Furthermore the question is perhaps misleading (whether as set out above, or as originally asked by Ms McCarthy: (Named Day Written question to: Environment, Food and Rural Affairs for answer on 09 May 2016 12:00 AM) "if she will confirm whether her Department has withdrawn the 'Code of Practice on how to prevent the spread of ragwort'; and if she intends to consult with stakeholders and bring forward regulations to revise the Code, as required under the 2003 Ragwort Control Act." (The Table Office changed the wording)

There are no powers nor requirements nor any provision for anybody to do, or not do, anything under the Ragwort Control Act 2003. (The 2003 Act)

The 2003 Act merely amends the Weeds Act 1959 (the 1959 Act) inserting what is now S.1A into the 1959 Act.
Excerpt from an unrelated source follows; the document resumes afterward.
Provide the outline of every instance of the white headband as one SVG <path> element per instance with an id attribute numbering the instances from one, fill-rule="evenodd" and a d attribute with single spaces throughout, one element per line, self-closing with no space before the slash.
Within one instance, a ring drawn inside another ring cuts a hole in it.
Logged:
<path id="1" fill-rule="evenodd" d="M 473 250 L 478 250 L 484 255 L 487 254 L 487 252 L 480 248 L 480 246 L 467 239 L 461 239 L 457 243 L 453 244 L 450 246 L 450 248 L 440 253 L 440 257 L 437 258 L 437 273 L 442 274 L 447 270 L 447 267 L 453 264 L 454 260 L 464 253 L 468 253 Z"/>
http://www.legislation.gov.uk/ukpga/Eliz2/7-8/54/section/1A
Said S.1A purports to allow the Minister to make a Code of Practice, but the Minister could have done so at any time without Parliamentary authority. (Section 1A does require that if the Minister does make a Code of Practice, then (s)he "must consult such persons as he considers appropriate." and (s)he "must lay a copy of the code before Parliament." and that the Minister "may revise the code" subject to consultation and laying before Parliament).